On the left part, there are many options present as follows:
- Response: The output variable from your fitted DoE model that you want to optimise such as yield, strength, or defect rate. If multiple responses were measured in the experiment, each one appears as a separate row in the optimizer, allowing all of them to be optimised simultaneously using a single set of factor settings.
- Regression Equation: Add the fitted mathematical equation that describes the relationship between the predictors and this specific response. This equation was generated during the DoE analysis and is what the optimizer uses internally to calculate the predicted response value at any given combination of factor settings. It serves as a reference so you can see exactly which terms and coefficients are driving the optimisation.

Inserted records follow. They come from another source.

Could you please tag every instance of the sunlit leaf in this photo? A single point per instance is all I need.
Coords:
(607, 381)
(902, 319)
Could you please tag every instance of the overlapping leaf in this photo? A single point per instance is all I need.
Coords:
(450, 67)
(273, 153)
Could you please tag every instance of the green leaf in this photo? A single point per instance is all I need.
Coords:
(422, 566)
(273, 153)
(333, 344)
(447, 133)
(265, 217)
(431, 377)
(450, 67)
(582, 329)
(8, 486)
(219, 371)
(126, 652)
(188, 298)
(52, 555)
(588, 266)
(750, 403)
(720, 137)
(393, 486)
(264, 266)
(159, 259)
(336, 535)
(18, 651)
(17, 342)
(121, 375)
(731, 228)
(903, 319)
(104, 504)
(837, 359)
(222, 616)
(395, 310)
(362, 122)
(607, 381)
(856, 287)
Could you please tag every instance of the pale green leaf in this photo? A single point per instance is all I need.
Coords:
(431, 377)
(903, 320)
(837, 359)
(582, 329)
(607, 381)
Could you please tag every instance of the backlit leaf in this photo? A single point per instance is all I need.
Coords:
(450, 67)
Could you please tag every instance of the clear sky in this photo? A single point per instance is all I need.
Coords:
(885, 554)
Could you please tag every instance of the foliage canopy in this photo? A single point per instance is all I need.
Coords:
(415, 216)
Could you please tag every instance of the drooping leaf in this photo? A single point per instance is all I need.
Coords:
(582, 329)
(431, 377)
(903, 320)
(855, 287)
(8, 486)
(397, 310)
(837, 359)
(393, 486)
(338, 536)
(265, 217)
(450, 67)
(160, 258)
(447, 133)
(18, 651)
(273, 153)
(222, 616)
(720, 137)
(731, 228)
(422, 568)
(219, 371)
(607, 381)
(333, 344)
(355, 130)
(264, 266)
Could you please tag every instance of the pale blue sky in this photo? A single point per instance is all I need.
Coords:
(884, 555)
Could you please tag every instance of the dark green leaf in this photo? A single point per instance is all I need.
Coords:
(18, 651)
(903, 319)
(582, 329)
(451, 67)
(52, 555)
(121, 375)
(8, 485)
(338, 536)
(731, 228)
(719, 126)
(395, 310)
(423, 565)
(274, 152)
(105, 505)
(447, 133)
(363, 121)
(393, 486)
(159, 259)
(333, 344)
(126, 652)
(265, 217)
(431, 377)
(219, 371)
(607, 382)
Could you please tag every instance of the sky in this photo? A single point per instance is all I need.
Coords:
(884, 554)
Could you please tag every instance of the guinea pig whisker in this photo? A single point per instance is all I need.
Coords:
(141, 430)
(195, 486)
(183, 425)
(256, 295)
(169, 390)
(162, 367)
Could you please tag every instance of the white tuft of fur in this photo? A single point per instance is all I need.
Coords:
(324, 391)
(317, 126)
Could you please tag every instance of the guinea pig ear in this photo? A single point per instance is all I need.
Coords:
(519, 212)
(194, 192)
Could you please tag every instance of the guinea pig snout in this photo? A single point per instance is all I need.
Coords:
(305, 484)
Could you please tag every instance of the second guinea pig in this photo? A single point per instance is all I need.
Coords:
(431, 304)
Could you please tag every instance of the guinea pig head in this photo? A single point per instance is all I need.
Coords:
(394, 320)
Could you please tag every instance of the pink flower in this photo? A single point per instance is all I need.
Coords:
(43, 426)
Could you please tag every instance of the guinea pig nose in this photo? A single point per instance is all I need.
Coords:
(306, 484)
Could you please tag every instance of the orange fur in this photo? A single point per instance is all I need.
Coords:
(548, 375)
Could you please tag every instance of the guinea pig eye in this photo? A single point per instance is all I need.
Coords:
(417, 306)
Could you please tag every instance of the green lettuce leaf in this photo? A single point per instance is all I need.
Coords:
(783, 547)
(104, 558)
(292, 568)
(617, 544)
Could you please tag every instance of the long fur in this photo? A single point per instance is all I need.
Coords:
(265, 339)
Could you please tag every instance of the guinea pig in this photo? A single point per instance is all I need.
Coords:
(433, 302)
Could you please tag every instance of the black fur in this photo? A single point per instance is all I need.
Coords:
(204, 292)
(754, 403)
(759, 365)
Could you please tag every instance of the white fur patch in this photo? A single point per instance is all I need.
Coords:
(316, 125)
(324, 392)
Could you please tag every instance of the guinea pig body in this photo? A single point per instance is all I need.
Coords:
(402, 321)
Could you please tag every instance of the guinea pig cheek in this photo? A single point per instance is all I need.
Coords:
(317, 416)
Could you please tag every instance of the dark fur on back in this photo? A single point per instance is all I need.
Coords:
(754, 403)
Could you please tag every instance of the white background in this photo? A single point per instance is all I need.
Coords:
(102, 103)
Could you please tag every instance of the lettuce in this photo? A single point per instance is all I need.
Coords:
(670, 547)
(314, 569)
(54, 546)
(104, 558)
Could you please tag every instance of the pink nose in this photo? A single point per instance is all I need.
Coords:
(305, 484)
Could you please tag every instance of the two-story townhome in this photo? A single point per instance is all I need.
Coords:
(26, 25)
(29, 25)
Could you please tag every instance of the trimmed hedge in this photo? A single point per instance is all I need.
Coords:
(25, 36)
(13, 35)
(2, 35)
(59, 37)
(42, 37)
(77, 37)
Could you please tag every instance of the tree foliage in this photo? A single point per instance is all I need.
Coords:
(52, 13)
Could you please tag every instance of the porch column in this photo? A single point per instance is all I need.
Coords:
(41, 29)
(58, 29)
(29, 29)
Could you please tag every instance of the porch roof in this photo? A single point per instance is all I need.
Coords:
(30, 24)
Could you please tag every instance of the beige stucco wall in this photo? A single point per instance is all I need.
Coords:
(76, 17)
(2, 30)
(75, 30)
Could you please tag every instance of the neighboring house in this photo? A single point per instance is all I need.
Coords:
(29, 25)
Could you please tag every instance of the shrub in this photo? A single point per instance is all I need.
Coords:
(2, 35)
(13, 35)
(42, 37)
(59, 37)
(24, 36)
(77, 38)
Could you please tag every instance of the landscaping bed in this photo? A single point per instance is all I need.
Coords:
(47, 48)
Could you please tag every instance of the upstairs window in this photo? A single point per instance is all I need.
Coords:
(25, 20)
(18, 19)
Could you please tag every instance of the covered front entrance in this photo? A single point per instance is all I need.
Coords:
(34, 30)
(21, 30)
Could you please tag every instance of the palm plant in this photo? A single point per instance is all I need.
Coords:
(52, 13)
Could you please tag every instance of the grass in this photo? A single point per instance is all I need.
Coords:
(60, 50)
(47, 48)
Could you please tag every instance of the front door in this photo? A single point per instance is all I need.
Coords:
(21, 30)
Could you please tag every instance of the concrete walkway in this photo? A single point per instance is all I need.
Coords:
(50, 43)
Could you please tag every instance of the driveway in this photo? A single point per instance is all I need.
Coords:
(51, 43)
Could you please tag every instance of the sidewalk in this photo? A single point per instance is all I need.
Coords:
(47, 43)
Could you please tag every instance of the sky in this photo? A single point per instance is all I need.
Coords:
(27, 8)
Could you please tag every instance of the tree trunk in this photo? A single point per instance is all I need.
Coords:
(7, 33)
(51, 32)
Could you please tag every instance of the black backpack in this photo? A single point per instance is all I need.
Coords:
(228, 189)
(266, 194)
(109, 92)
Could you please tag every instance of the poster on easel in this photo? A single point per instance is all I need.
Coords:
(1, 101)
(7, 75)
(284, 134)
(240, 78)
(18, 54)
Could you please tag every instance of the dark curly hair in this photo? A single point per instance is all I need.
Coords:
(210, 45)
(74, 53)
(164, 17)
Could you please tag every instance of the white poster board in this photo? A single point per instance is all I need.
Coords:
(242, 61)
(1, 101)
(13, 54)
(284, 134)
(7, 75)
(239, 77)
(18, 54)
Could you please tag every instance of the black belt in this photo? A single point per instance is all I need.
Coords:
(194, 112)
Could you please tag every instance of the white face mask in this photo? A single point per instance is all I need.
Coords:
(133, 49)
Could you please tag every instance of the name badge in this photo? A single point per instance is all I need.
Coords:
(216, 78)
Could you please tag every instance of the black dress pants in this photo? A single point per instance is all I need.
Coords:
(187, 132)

- Min: The minimum acceptable value for this response. Any predicted response value below this threshold is considered completely undesirable and receives a desirability score of zero. Setting a realistic minimum prevents the optimizer from recommending factor settings that technically optimise one goal but produce an unacceptable outcome on another dimension.
- Max: The maximum acceptable value for this response. Any predicted response value above this threshold is also considered completely undesirable and receives a desirability score of zero. Together, Min and Max define the acceptable boundaries within which the response must fall for the solution to be considered valid.
- Goal: Defines what you want the optimizer to do with this response. The goal directly controls how the desirability function is shaped for this output:
- Maximise — the optimizer pushes the response as high as possible toward or beyond the target, up to the maximum. Use when higher is always better such as yield, strength, or efficiency.
- Minimise — the optimizer pushes the response as low as possible toward or below the target, down to the minimum. Use when lower is always better such as defect rate, cost, or cycle time.
- Target — the optimizer aims to hit a specific value as precisely as possible. Desirability is highest at the target and decreases on both sides. Use when there is an ideal value such as a nominal dimension or a specific pH level.
- Target: The ideal or desired value for this response used when the Goal is set to Target. The optimizer assigns maximum desirability when the predicted response equals this value exactly, and decreasing desirability as the response moves away from it in either direction. Even when the Goal is set to Maximise or Minimise, entering a target value helps guide the optimizer by defining the point at which desirability reaches its maximum within the acceptable range.